Pasaron tres años. Me entero que nuevamente viene Viqueira a Aguascalientes y que en el Teatro Morelos presentará Bozal; sin dudarlo compro los boletos porque sé que eso será cualquier cosa excepto convencional. Nuevamente seremos pocos espectadores para el montaje y lo único que sé es que se trata de una obra de ciencia ficción y que seremos suspendidos en el aire, no investigo más.

Tercera llamada. Ahora estoy a unos cinco metros del piso; me han colocado un arnés y un casco y estoy sentada en una silla voladora esperando que se muevan un astronauta y un hombre aparentemente desnudo. Soy, como el resto del público, parte de la escenografía.

La obra comienza con los dos personajes luchando, están suspendidos en el aire con cables y arneses; los enmarca el perímetro de un octágono cuya línea tiene unos 40 o 50 cm de ancho, dato importante porque durante la mayoría del tiempo ellos se desplazarán por esa delgada estructura a unos metros del piso tratando de guardar el equilibrio para representar su papel. Nuestras sillas voladoras –que están alrededor– suben o bajan en determinados momentos, así que podemos ver las escenas desde arriba, al mismo nivel o por debajo. Estamos todos en el espacio.

El piloto y el comandante viajan a la Luna y, por alguna razón que aún no desciframos, ha habido una complicación en el espacio. Están solos, desesperados, sin posibilidad de conseguir ayuda, temiéndose y confrontándose física y psicológicamente; temiendo que el otro les arrebate la vida.


TEATRO CHIDO 2

Bozal. Fotografía de: Eduardo Gaitán; 2018, Teatro Morelos.


Esta vez fui acompañada. Conversamos después de la función mientras caminamos por el Patio de las Jacarandas y la plaza principal. “Si vestimos al actor que está desnudo, si quitamos los elementos cinematográficos, la producción, las sillas voladoras, el casco que te colocan… ¿se sostiene?... Vamos más lejos; si nos quedamos sólo con el guion y nos sentamos en butacas tradicionales, ¿te convence?”

La respuesta es sí. Celebramos la imaginación, que alguien se atreva a hacer ciencia ficción y que encuentre la manera de bajarnos el espacio exterior al teatro.
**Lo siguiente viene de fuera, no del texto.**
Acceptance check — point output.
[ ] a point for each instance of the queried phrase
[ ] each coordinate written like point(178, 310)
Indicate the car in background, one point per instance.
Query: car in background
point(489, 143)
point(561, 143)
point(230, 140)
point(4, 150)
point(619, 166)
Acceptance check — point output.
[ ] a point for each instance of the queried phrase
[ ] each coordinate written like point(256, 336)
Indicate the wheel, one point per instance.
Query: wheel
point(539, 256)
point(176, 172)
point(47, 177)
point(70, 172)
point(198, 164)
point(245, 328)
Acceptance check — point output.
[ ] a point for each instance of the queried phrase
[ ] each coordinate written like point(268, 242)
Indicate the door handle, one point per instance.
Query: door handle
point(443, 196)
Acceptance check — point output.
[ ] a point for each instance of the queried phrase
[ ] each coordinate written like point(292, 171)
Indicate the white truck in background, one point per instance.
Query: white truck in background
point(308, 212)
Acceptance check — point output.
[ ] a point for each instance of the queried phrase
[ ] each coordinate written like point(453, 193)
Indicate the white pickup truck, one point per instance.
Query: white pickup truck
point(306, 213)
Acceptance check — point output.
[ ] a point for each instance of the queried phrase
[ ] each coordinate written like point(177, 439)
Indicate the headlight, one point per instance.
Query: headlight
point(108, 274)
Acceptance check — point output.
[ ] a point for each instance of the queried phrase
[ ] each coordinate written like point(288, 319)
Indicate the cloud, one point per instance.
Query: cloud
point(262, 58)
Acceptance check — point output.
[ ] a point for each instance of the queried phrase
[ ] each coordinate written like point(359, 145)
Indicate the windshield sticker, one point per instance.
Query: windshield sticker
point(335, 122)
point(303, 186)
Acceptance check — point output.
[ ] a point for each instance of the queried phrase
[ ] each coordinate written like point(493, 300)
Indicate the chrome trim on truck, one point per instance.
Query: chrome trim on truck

No dudo que haya gente, incluso del gremio artístico, que descalifique este tipo de teatro llamándolo efectista, obsceno o pornográfico; de hecho lo es, es todo eso si hacemos una inadecuada mezcla de criterios artísticos y morales para evaluarlo.

// Pero no estamos ante una provocación poco ética. Viqueira es despiadado con sus personajes; descuartiza a sus actores en el escenario y nos lanza los pedazos para poner a prueba constantemente nuestra resistencia.

Pienso que, además de buscar consuelo ante necesidades espirituales insatisfechas, los amantes del arte también deseamos, en el fondo, ser sorprendidos como cuando éramos niños. Viqueira nos engaña con argumentos inteligentes e imágenes poéticas, nos arrebata el control que creíamos tener sobre las creaciones artísticas para desnudar nuestra propia brutalidad. Puede ser perturbador, pero vale la pena.

 “Prohibido no volar”, decía el cartel de Bozal.

Notas

1 Patricia Guajardo es Maestra en Estudios Humanísticos. Editora, coordinadora editorial y correctora de más de sesenta libros impresos, electrónicos y en formato braille.